Apartemen Eastern Green terkoneksi dengan LRT. (Foto: dok.inapex)

 

JAKARTA, INAPEX.co.id  Sebuah proyek yang terus dikembangkan hingga mencapai target sebagai sarana transportasi massal yaitu pembangunan transportasi kereta ringan atau Light Rail Transit (LRT) menghubungkan Jakarta-Bogor-Depok-Bekasi. Apalagi proyek LRT Jabodebek sebagai salah satu proyek transportasi terbesar yang digagas oleh pemerintah juga masuk ke dalam Proyek Strategis Nasional (PSN) senilai investasi Rp 29,9 triliun yang belum lama diputuskan pemerintah.

Pengerjaan LRT Jabodebek dikerjakan dalam dua tahap. Saat ini, pihak PT Adhi Karya (Persero) Tbk selaku kontraktor proyek sedang mengerjakan pembangunan tahap satu sepanjang 43 kilometer (KM).

Saat ini, pembangunan tahap satu LRT Jabobedek sudah mencapai sekitar 32%. Transportasi kereta ringan tersebut diharapkan dapat beroperasi pada tahun 2019 mendatang.  Direktur Utama Adhi Karya, Budi Harto, menjelaskan tentang pendanaan proyek yang sempat berubah sampai perkembangan terkini dari proyek besar tersebut.

Lebih lanjut dikatakan Budi Harto, LRT dibangun dengan penugasan melalui Perpres (Peraturan Presiden) Tahun 2015, kemudian Perpres tahun 2016, dan paling baru Perpres tahun 2017.  Pada intinya, ketika itu, dari tiga Perpres tersebut menugaskan Adhi Karya sebagai kontraktor.

Kemudian, Perpres yang pertama dan kedua dulu semangatnya adalah proyek ini dialokasikan dari Anggaran Penerimaan dan Belanja Negara(APBN).
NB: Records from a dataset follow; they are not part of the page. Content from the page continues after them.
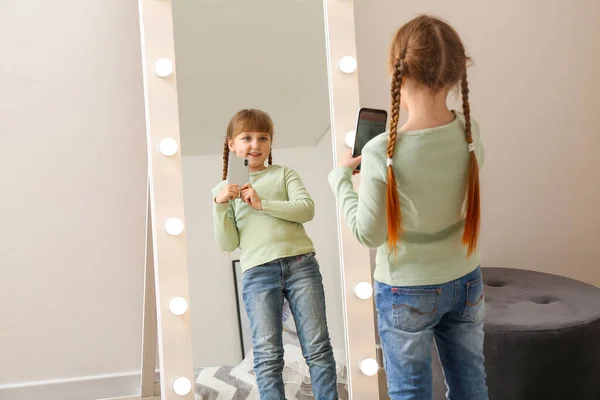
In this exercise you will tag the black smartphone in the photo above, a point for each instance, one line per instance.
(238, 172)
(370, 123)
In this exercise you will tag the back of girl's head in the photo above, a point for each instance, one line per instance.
(247, 120)
(430, 53)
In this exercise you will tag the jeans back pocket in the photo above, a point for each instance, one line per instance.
(415, 309)
(475, 300)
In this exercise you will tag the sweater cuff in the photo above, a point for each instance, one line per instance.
(338, 174)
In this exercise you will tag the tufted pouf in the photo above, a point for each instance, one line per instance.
(542, 337)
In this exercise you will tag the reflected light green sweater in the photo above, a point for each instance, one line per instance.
(277, 230)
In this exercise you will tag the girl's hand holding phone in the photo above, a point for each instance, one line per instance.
(250, 197)
(229, 192)
(350, 162)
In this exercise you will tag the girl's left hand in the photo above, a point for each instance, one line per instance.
(350, 162)
(250, 197)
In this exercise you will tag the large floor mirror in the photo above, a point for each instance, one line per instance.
(271, 56)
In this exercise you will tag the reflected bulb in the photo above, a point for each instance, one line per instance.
(368, 366)
(363, 290)
(174, 226)
(347, 64)
(178, 306)
(163, 67)
(182, 386)
(168, 147)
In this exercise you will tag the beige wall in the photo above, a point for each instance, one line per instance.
(535, 93)
(72, 204)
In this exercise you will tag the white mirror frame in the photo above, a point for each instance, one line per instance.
(166, 198)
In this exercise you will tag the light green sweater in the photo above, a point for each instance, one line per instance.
(277, 230)
(431, 170)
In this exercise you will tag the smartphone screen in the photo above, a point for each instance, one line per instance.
(238, 172)
(371, 122)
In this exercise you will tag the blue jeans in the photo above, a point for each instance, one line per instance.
(410, 318)
(264, 287)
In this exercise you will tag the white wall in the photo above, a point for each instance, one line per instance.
(213, 308)
(535, 93)
(72, 204)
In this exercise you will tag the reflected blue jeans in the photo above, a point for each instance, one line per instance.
(264, 287)
(410, 318)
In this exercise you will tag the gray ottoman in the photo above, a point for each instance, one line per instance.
(542, 337)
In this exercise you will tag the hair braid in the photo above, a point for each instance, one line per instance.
(225, 158)
(472, 219)
(392, 201)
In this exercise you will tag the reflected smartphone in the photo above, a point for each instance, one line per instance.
(370, 123)
(237, 172)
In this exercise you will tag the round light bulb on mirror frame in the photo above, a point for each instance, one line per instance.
(350, 139)
(178, 306)
(168, 147)
(363, 290)
(182, 386)
(347, 64)
(174, 226)
(163, 67)
(368, 366)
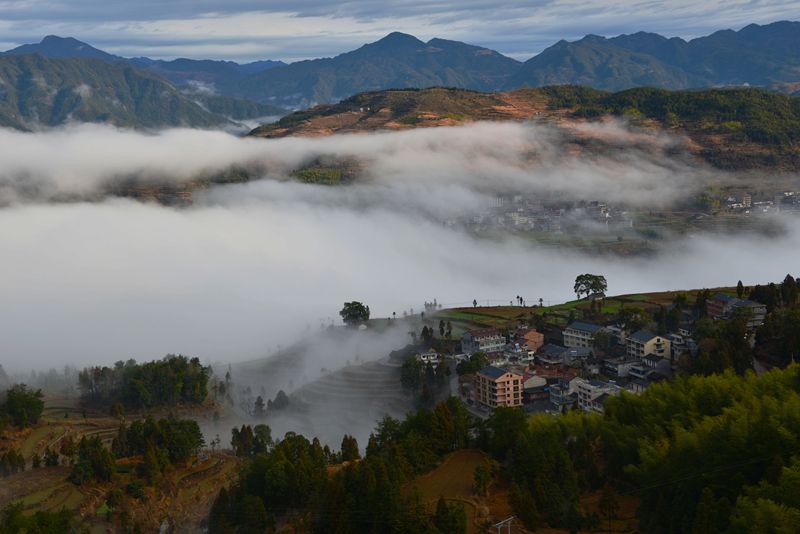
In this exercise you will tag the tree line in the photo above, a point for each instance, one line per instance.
(166, 382)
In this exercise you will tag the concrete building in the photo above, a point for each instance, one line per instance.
(497, 387)
(644, 342)
(486, 340)
(580, 334)
(592, 393)
(725, 307)
(429, 357)
(532, 339)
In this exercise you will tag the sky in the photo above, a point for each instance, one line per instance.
(245, 30)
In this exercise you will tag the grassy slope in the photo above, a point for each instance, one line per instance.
(730, 129)
(37, 91)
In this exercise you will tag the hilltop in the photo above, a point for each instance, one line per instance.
(36, 91)
(757, 55)
(727, 128)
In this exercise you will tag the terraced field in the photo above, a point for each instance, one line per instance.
(350, 400)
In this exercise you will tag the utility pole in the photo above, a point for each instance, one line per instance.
(505, 523)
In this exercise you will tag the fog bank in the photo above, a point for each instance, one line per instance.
(234, 278)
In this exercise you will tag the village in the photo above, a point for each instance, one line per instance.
(581, 364)
(546, 215)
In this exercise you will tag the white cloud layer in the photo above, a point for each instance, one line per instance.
(252, 266)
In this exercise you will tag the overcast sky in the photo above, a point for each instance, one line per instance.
(245, 30)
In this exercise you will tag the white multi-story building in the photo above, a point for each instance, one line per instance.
(580, 334)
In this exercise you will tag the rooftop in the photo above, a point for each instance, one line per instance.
(643, 336)
(493, 372)
(552, 350)
(482, 332)
(585, 327)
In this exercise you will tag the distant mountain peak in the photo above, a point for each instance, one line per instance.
(57, 46)
(52, 39)
(399, 39)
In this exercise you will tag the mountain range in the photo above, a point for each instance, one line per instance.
(732, 129)
(86, 83)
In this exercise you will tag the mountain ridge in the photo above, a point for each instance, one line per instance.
(731, 129)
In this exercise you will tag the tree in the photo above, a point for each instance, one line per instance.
(589, 284)
(258, 408)
(450, 519)
(481, 479)
(23, 406)
(281, 400)
(608, 504)
(350, 449)
(411, 374)
(354, 313)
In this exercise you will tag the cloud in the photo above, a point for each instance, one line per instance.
(481, 159)
(230, 280)
(247, 30)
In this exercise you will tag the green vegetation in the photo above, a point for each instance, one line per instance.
(14, 521)
(95, 462)
(292, 480)
(22, 406)
(590, 284)
(752, 115)
(354, 313)
(167, 382)
(42, 91)
(719, 451)
(476, 362)
(173, 440)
Berikutnya dikembangkan, dicari, untuk tidak menggunakan APBN, tapi dengan badan usaha. Hingga akhirnya ditemuilah skema, PT KAI diberi PMN (Penyertaan Modal Negara) Rp 7,6 Triliun, Adhi Karya memiliki PMN Rp 1,4 triliun. Dari situ diminta mencari pendanaan dari perbankan, sehingga bisa mendanai Rp 29,9 triliun tersebut.

Selanjutnya, pemerintah menjamin kelayakannya. Penjaminan kelayakan pemerintah itu melalui subsidi, kalau enggak keliru subsidinya itu selama 12 tahun, KAI-nya menerima subsidi, sehingga ini akan layak. Kemudian Adhi Karya sendiri karena sudah menerima PMN Rp 1,4 triliun, diminta PMN itu juga digunakan untuk investasi. “Nah investasinya untuk Adhi Karya ini Rp 4,2 triliun dalam bentuk stasiun dan depo. Nanti akan dibeli atau disewa oleh KAI,” papar Budi Harto. Dengan demikian, pemerintah tidak perlu mengeluarkan APBN Rp 29,9 triliun. Jadi cukup Rp 7,6 Triliun ke KAI, dan Rp 1,4 ke Adhi Karya, sudah jadi ini, dan ada subsidi selama 12 tahun.

“Itu begini, Rp 29,9 triliun itu asalnya Rp 23 triliun dari prasarana, kemudian sisanya itu sarana, rolling stocknya begitu. Enggak berubah-ubah sih sebenarnya, hanya berubah sedikit. Berubah sedikitnya itu karena ada tambahan stasiun, tapi enggak jadi, ada perubahan sistem sinyal saja,” tambahnya.

Selain itu, Budi Harto juga menjelaskan tentang teknologi yang dinilai terus berubah. “Iya teknologinya, jadi dengan sinyal yang baru ini headway-nya akan lebih pendek, sehingga kapasitas penumpang yang bisa dibawa oleh LRT lebih tinggi. Kita tunjuk LEN untuk itu, kemudian LEN akan kerja sama dari luar,” ujarnya.

Dalam kesempatan itu, Budi Harto juga menjelaskan tentang batalnya rencana membuat perusahaan patungan. Menurutnya, perusahaan patungan itu tidak jadi, karena kereta api ini kan perlu penjaminan dari pemerintah untuk mendapatkan kredit pembiayaan. “Kalau perusahaan patungan itu enggak bisa dijamin, itu harus BUMN. Kalau perusahaan patungan ini kan anaknya BUMN. Undang-undangnya begitu,” pungkasnya.